I’m not feeling particularly wordy today, and that’s okay.  Blogging in the summer has become a lot more sporadic and not very regimented.  In fact I’m writing this from my phone!  Jon’s on the big computer for school a lot, and the kids are home with me all the time.  They never complain when I test out new dessert recipes on them, though!  This one is a spin on my S’mores Icebox Cake, and it was a big hit.  

Icebox cakes are great during the summer because there’s zero cooking involved.  They’re also perfect for entertaining because you can make it up to 2 days in advance.  The less you do at the last minute for guests, the easier it is for everyone, and the more time you have to spend with your guests.  

 

Total Time:  9 hours (30 minutes hands-on time)

Serves:  8-10

Difficulty Level: Easy

 

Ingredients

2 ½ cups cold heavy whipping cream

1 cup creamy peanut butter7

1 – 8 ounce block of softened cream cheese

½ cup sugar

1 tablespoon vanilla extract

25-30 full-sized graham crackers

10 ounces Bonne Maman raspberry jam (about ¾ jar)

Fresh raspberries, for garnish (optional)

 

Directions

  1. Add the heavy cream, peanut butter, cream cheese, sugar, and vanilla to a stand mixer fitted with a whisk attachment.
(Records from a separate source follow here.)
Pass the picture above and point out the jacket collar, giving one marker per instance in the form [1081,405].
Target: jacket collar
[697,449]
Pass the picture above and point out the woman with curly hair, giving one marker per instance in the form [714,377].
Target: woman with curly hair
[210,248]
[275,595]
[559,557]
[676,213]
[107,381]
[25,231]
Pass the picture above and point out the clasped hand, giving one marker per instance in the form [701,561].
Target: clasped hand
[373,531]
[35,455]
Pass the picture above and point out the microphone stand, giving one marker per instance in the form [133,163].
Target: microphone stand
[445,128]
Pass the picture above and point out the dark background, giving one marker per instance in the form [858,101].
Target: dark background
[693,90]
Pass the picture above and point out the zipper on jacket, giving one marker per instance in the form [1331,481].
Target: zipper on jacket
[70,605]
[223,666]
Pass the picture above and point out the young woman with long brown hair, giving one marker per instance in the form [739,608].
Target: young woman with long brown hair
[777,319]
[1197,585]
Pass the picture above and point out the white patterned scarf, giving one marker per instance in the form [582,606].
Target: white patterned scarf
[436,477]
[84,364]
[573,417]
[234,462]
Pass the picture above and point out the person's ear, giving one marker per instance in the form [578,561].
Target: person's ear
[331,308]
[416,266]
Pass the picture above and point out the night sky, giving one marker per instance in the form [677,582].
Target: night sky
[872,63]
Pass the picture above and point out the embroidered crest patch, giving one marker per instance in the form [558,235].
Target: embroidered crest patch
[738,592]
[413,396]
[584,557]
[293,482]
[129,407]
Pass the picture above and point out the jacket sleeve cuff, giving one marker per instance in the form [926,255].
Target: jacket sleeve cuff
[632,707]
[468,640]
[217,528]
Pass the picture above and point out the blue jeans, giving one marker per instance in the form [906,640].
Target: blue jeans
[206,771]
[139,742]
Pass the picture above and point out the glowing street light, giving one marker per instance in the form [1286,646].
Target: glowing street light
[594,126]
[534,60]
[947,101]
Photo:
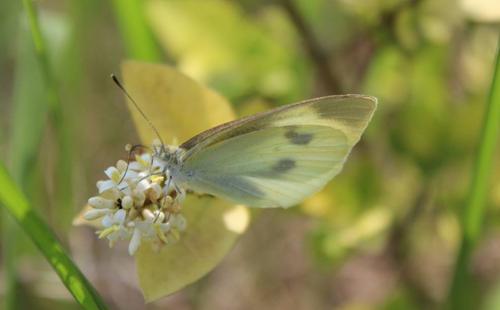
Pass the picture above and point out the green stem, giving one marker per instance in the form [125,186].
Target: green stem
[18,207]
[56,113]
[139,41]
[461,291]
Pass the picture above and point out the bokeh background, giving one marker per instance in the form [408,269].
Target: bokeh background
[384,234]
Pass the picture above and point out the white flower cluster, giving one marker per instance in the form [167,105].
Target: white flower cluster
[138,203]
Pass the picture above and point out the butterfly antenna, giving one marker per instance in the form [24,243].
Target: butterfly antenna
[120,85]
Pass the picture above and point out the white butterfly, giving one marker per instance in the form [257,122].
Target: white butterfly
[272,159]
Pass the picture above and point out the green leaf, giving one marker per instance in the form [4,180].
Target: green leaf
[17,205]
[214,42]
[473,215]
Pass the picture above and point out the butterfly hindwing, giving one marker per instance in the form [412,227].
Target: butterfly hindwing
[271,167]
[276,158]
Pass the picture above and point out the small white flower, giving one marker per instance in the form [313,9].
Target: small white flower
[138,202]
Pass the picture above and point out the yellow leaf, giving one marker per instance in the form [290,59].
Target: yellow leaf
[180,108]
[206,240]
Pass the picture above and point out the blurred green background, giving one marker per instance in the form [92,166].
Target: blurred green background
[384,234]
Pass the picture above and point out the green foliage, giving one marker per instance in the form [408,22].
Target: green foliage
[462,295]
[384,234]
[17,205]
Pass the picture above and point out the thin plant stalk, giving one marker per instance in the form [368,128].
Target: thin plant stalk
[460,296]
[18,207]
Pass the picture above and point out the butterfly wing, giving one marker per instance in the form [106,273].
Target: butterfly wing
[276,158]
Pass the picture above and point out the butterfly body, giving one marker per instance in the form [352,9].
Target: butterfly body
[272,159]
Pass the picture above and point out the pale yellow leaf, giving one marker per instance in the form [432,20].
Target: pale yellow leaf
[180,108]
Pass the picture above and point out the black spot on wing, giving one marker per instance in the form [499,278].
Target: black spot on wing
[284,165]
[298,138]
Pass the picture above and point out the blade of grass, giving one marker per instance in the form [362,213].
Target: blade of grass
[139,41]
[56,112]
[17,205]
[460,296]
[28,122]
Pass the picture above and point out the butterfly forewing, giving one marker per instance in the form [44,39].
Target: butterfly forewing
[280,157]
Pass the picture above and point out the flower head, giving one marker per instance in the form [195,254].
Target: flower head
[138,202]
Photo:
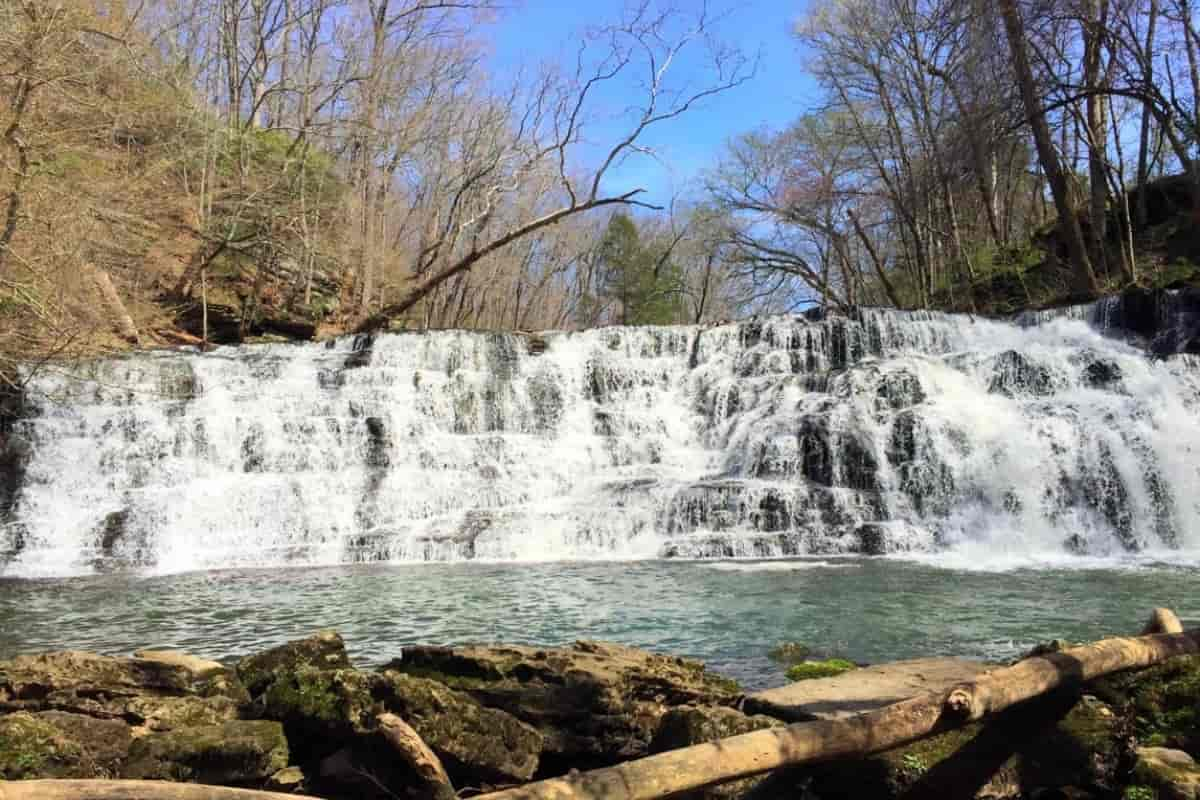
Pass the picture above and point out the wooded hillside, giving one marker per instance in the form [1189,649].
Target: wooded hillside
[175,172]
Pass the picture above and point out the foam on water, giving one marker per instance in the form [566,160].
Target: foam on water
[892,432]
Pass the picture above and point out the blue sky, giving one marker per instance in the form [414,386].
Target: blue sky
[533,31]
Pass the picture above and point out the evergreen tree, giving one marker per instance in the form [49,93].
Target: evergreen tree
[639,277]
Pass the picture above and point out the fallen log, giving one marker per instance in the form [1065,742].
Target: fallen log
[418,756]
[808,743]
[131,791]
[123,323]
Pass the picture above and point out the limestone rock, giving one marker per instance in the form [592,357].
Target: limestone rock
[132,690]
[319,708]
[33,747]
[234,752]
[594,703]
[189,711]
[475,744]
[105,743]
[196,666]
[1173,774]
[694,725]
[323,650]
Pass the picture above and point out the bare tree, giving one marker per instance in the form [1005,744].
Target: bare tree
[646,43]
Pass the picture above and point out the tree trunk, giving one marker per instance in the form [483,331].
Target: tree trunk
[807,743]
[875,259]
[1081,266]
[121,320]
[417,755]
[1097,130]
[1144,138]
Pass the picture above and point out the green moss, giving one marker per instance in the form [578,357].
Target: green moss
[790,653]
[31,747]
[1164,703]
[809,669]
[233,752]
[337,701]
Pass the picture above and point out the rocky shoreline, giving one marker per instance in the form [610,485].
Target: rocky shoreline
[301,719]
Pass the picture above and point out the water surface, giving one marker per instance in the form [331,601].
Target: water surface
[727,613]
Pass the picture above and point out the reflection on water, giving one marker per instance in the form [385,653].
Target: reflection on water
[730,615]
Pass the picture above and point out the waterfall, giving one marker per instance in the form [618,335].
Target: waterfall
[885,432]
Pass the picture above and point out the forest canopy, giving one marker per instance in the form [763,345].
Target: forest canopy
[217,169]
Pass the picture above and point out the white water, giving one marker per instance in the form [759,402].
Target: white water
[785,437]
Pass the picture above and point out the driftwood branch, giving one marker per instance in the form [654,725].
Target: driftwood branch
[807,743]
[417,755]
[131,791]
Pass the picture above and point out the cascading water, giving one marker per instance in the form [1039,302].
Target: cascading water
[887,432]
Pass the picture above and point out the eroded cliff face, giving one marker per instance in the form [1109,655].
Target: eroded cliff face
[882,432]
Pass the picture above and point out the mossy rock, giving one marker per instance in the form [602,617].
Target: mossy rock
[240,752]
[694,725]
[136,690]
[1163,703]
[477,744]
[1169,774]
[595,703]
[323,650]
[190,711]
[828,668]
[321,709]
[31,747]
[790,653]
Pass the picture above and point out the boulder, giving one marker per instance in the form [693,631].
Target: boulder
[594,703]
[171,713]
[1163,702]
[1171,774]
[323,650]
[233,753]
[138,691]
[105,743]
[475,744]
[199,668]
[694,725]
[289,780]
[321,705]
[36,747]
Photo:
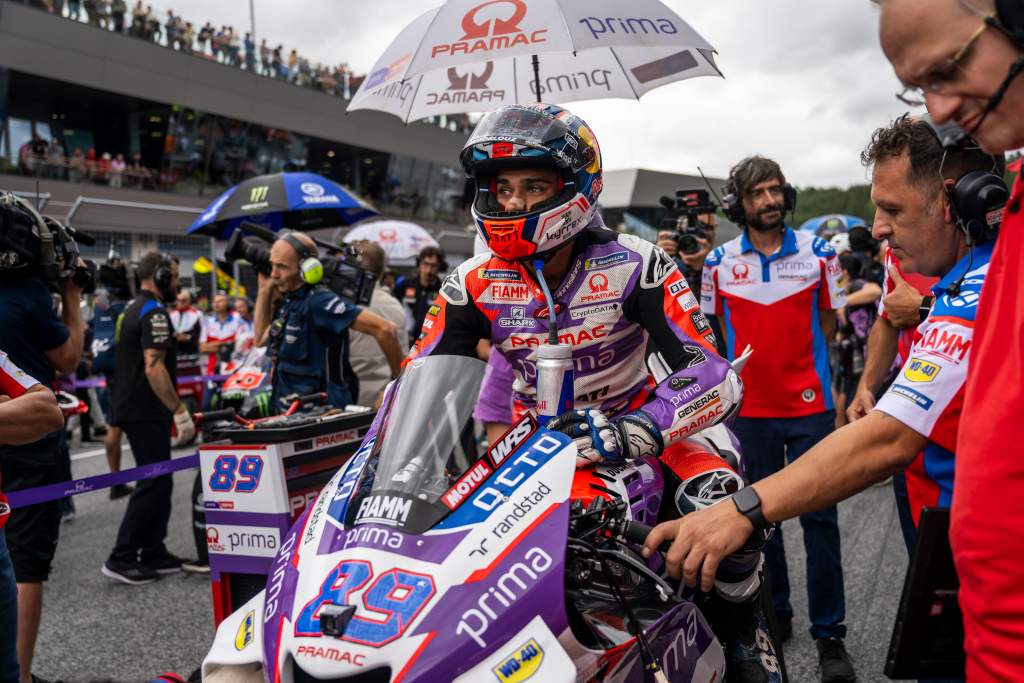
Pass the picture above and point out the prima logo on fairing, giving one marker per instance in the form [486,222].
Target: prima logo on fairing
[502,593]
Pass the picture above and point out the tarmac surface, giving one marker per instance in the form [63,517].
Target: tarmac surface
[93,628]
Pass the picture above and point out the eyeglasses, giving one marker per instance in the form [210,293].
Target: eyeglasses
[937,79]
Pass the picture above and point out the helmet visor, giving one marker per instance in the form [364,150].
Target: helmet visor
[537,130]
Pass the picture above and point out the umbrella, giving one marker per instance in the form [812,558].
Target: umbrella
[467,56]
[401,241]
[294,201]
[830,223]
Start the mixer on low, and gradually work up to medium high speed as everything incorporates.  Once everything has incorporated, set aside.
  2. Secure a 9-inch spring form pan. Use graham crackers to completely cover the bottom.  Start with the full-sized crackers, and break up smaller pieces to fill the cracks.
  3. Use an offset spatula to spread a layer of the peanut butter cream mixtures over the graham crackers.
  4. For the jam layer, add the jam to a quart sized Ziploc bag. Push the jam to a corner, and use scissors to cut a small hole in the corner.  Drizzle a layer of jam over the peanut butter.
  5. Repeat the layers until you run out of peanut butter cream – it should give you about 5 layers.
  6. Smooth the peanut butter cream as the top layer. Cover the cake tightly with plastic wrap, and refrigerate 8 hours (or overnight is even better).
  7. To serve, release the cake from the spring form pan, and garnish with fresh raspberries.